A daily maths lesson is a feature of life at Chopwell where children get to explore, investigate and consolidate a variety of mathematical concepts form the National Curriculum. These are normally organised into blocks of work with the following key focuses.
. Understanding and investigating with number
. Developing and applying calculation - addition and subtraction
. Developing and applying calculation - multiplication and division
. Measurement (including length, height, weight and time)
. Geometry (Investigating shape and pattern)
The description below offers a broad outline of the mathematical development that takes place in each block throughout KS1 and KS2.
Children will use concrete apparatus, pictorial representations and symbols to become fluent in a variety of concepts. They will be introduced to a wide range of mathematical vocabulary which will enable them to understand what it is they need to do.
They will also be expected to develop their mathematical thinking through problem solving and reasoning alongside their fluent recall of facts and use of written procedures.
Our children are enthusiastic and and keen to learn, they enjoy investigating and have some great success with their learning. Our maths is enabling children not only to grasp basic concepts but spend a lot more time investing, reasoning and problem solving using the mathematical knowledge they have learnt.
Mathematics in the EYFS (taken from EYFS Framework)

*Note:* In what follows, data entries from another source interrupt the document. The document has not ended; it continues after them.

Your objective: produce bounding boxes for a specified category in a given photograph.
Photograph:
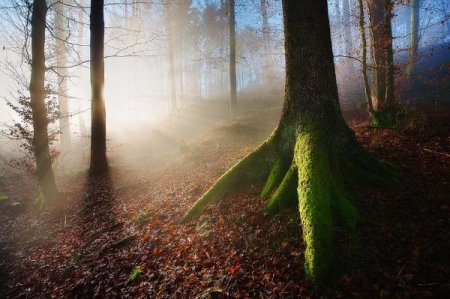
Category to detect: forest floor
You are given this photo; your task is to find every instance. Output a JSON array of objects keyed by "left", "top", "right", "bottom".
[{"left": 0, "top": 100, "right": 450, "bottom": 298}]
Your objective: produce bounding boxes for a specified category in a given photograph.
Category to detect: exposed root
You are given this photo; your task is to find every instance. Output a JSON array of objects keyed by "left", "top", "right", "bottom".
[
  {"left": 294, "top": 131, "right": 334, "bottom": 283},
  {"left": 182, "top": 135, "right": 275, "bottom": 222},
  {"left": 183, "top": 126, "right": 398, "bottom": 284},
  {"left": 261, "top": 157, "right": 289, "bottom": 199},
  {"left": 266, "top": 164, "right": 298, "bottom": 214}
]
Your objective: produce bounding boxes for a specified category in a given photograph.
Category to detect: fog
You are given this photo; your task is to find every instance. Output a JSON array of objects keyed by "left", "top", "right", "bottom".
[{"left": 0, "top": 0, "right": 450, "bottom": 178}]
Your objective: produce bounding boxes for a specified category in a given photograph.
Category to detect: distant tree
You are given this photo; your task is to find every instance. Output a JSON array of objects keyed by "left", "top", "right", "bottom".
[
  {"left": 367, "top": 0, "right": 397, "bottom": 127},
  {"left": 89, "top": 0, "right": 108, "bottom": 174},
  {"left": 358, "top": 0, "right": 374, "bottom": 114},
  {"left": 228, "top": 0, "right": 237, "bottom": 118},
  {"left": 54, "top": 0, "right": 70, "bottom": 152},
  {"left": 260, "top": 0, "right": 275, "bottom": 83},
  {"left": 184, "top": 0, "right": 396, "bottom": 283},
  {"left": 406, "top": 0, "right": 421, "bottom": 79},
  {"left": 30, "top": 0, "right": 58, "bottom": 202},
  {"left": 164, "top": 1, "right": 177, "bottom": 111}
]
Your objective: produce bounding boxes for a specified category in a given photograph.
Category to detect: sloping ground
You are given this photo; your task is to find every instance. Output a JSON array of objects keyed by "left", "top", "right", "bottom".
[{"left": 0, "top": 104, "right": 450, "bottom": 298}]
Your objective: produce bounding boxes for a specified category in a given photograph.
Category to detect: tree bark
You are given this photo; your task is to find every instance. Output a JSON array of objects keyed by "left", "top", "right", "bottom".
[
  {"left": 89, "top": 0, "right": 108, "bottom": 174},
  {"left": 358, "top": 0, "right": 374, "bottom": 113},
  {"left": 343, "top": 0, "right": 354, "bottom": 73},
  {"left": 384, "top": 0, "right": 395, "bottom": 110},
  {"left": 367, "top": 0, "right": 397, "bottom": 127},
  {"left": 406, "top": 0, "right": 420, "bottom": 79},
  {"left": 228, "top": 0, "right": 237, "bottom": 118},
  {"left": 184, "top": 0, "right": 395, "bottom": 285},
  {"left": 30, "top": 0, "right": 58, "bottom": 202},
  {"left": 164, "top": 1, "right": 177, "bottom": 111},
  {"left": 55, "top": 0, "right": 70, "bottom": 152},
  {"left": 367, "top": 0, "right": 386, "bottom": 110},
  {"left": 261, "top": 0, "right": 275, "bottom": 84}
]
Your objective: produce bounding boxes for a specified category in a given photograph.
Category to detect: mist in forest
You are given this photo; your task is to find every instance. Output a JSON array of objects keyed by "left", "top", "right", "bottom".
[
  {"left": 0, "top": 0, "right": 450, "bottom": 298},
  {"left": 0, "top": 0, "right": 450, "bottom": 178}
]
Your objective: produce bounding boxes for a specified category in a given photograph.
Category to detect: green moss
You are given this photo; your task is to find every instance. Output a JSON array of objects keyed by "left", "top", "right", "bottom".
[
  {"left": 261, "top": 157, "right": 287, "bottom": 199},
  {"left": 183, "top": 120, "right": 398, "bottom": 285},
  {"left": 266, "top": 164, "right": 298, "bottom": 214},
  {"left": 295, "top": 129, "right": 334, "bottom": 284}
]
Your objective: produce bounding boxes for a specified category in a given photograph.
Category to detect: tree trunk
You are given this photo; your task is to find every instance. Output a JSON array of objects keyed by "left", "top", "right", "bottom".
[
  {"left": 184, "top": 0, "right": 395, "bottom": 284},
  {"left": 261, "top": 0, "right": 275, "bottom": 84},
  {"left": 343, "top": 0, "right": 354, "bottom": 73},
  {"left": 384, "top": 0, "right": 395, "bottom": 110},
  {"left": 55, "top": 0, "right": 70, "bottom": 152},
  {"left": 367, "top": 0, "right": 386, "bottom": 110},
  {"left": 367, "top": 0, "right": 396, "bottom": 127},
  {"left": 164, "top": 1, "right": 177, "bottom": 111},
  {"left": 406, "top": 0, "right": 420, "bottom": 79},
  {"left": 228, "top": 0, "right": 237, "bottom": 118},
  {"left": 30, "top": 0, "right": 58, "bottom": 202},
  {"left": 358, "top": 0, "right": 374, "bottom": 113},
  {"left": 89, "top": 0, "right": 108, "bottom": 174}
]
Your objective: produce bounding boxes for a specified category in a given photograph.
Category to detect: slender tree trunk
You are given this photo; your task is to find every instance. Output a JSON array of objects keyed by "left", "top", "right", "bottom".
[
  {"left": 367, "top": 0, "right": 386, "bottom": 110},
  {"left": 406, "top": 0, "right": 420, "bottom": 79},
  {"left": 229, "top": 0, "right": 237, "bottom": 118},
  {"left": 55, "top": 0, "right": 70, "bottom": 152},
  {"left": 89, "top": 0, "right": 108, "bottom": 174},
  {"left": 164, "top": 1, "right": 177, "bottom": 111},
  {"left": 358, "top": 0, "right": 374, "bottom": 113},
  {"left": 77, "top": 0, "right": 87, "bottom": 138},
  {"left": 343, "top": 0, "right": 354, "bottom": 72},
  {"left": 30, "top": 0, "right": 58, "bottom": 202},
  {"left": 261, "top": 0, "right": 275, "bottom": 83},
  {"left": 384, "top": 0, "right": 395, "bottom": 110}
]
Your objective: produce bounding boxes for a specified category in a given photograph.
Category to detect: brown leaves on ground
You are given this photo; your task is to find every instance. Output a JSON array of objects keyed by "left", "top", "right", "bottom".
[{"left": 0, "top": 105, "right": 450, "bottom": 298}]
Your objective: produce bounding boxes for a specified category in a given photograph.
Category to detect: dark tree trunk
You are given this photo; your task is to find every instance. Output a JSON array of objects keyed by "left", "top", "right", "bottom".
[
  {"left": 367, "top": 0, "right": 386, "bottom": 110},
  {"left": 55, "top": 1, "right": 70, "bottom": 152},
  {"left": 358, "top": 0, "right": 374, "bottom": 113},
  {"left": 89, "top": 0, "right": 108, "bottom": 174},
  {"left": 367, "top": 0, "right": 397, "bottom": 127},
  {"left": 229, "top": 0, "right": 237, "bottom": 118},
  {"left": 30, "top": 0, "right": 58, "bottom": 202},
  {"left": 384, "top": 0, "right": 395, "bottom": 106},
  {"left": 407, "top": 0, "right": 420, "bottom": 78},
  {"left": 261, "top": 0, "right": 275, "bottom": 84},
  {"left": 343, "top": 0, "right": 354, "bottom": 73},
  {"left": 164, "top": 1, "right": 177, "bottom": 111},
  {"left": 184, "top": 0, "right": 395, "bottom": 284}
]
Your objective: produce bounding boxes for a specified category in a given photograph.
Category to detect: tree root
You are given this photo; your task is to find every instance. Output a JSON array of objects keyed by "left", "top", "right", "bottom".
[
  {"left": 183, "top": 126, "right": 398, "bottom": 284},
  {"left": 182, "top": 135, "right": 275, "bottom": 222}
]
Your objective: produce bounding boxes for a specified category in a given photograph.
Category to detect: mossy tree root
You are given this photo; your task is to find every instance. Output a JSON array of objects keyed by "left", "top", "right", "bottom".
[
  {"left": 184, "top": 126, "right": 396, "bottom": 284},
  {"left": 182, "top": 135, "right": 275, "bottom": 222}
]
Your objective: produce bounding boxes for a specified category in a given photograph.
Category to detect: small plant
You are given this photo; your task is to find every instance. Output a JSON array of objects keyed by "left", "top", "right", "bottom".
[{"left": 128, "top": 266, "right": 142, "bottom": 281}]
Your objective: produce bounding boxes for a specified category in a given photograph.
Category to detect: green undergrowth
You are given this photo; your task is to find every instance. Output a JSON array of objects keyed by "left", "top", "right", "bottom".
[{"left": 183, "top": 125, "right": 398, "bottom": 286}]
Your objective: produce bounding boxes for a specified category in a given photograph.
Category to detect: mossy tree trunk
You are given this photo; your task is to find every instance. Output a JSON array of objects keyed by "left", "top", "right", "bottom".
[
  {"left": 184, "top": 0, "right": 394, "bottom": 283},
  {"left": 89, "top": 0, "right": 108, "bottom": 174},
  {"left": 30, "top": 0, "right": 58, "bottom": 202}
]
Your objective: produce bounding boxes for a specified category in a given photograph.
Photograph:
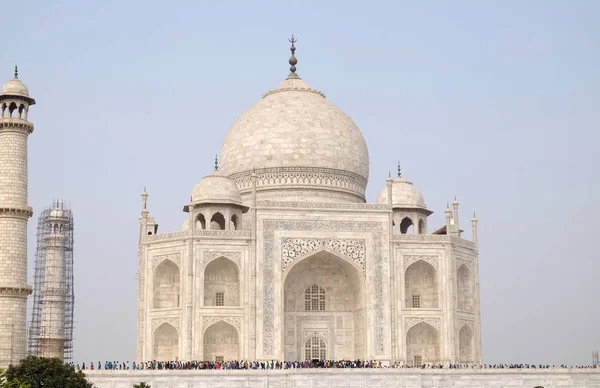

Developing a strong grounding in number is essential so that all children develop the necessary building blocks to excel mathematically. Children should be able to count confidently, develop a deep understanding of the numbers to 10, the relationships between them and the patterns within those numbers. By providing frequent and varied opportunities to build and apply this understanding – such as using manipulatives, including small pebbles and tens frames for organising counting – children will develop a secure base of knowledge and vocabulary from which mastery of mathematics is built. In addition, it is important that the curriculum includes rich opportunities for children to develop their spatial reasoning skills across all areas of mathematics including shape, space and measures. It is important that children develop positive attitudes and interests in mathematics, look for patterns and relationships, spot connections, ‘have a go’, talk to adults and peers about what they notice and not be afraid to make mistakes.
Mathematics ELG: Number
Children at the expected level of development will: - Have a deep understanding of number to 10, including the composition of each number; 14 - Subitise (recognise quantities without counting) up to 5; - Automatically recall (without reference to rhymes, counting or other aids) number bonds up to 5 (including subtraction facts) and some number bonds to 10, including double facts.
ELG: Numerical Patterns
Children at the expected level of development will: - Verbally count beyond 20, recognising the pattern of the counting system; - Compare quantities up to 10 in different contexts, recognising when one quantity is greater than, less than or the same as the other quantity; - Explore and represent patterns within numbers up to 10, including evens and odds, double facts and how quantities can be distributed equally.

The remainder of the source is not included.